Emre dives into the history of the creators, Katherine Briggs and her daughter, Isabel Briggs Myers to show us who these women were and what lengths they had to work through to publish their work. The Myers-Briggs test took these two women their full lifetimes to gain recognition and credibility and it was only after both of their deaths that the test really took off. Emre explores the vehement devotion that both mother and daughter have to their belief in personality type, but she also explores the cynicism that they faces and struggled against. To this day, personality typing is not generally considered to be the most scientific. The Myers-Briggs test upholds that your type will never change, which many people question and doubt. Emre’s book confronts the pros and cons, and although the writer does carry her own biases, she ultimately is seeking to do her part to share this bit of history with the reader.
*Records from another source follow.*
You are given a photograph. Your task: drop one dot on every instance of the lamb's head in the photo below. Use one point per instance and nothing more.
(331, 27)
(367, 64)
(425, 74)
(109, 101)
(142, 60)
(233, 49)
I think that this book will be an excellent choice for anyone interested in personality types. I’m someone who believes that knowing our personality types can help us with self-care and self-understanding and it can help us to recognize needs and wants in others in order to be more open and empathetic.  This book offers a fascinating perspective and history of how such a widespread test came to be so prevalent in today’s world.

And just in case you’re interested, I myself am an ISFJ-T.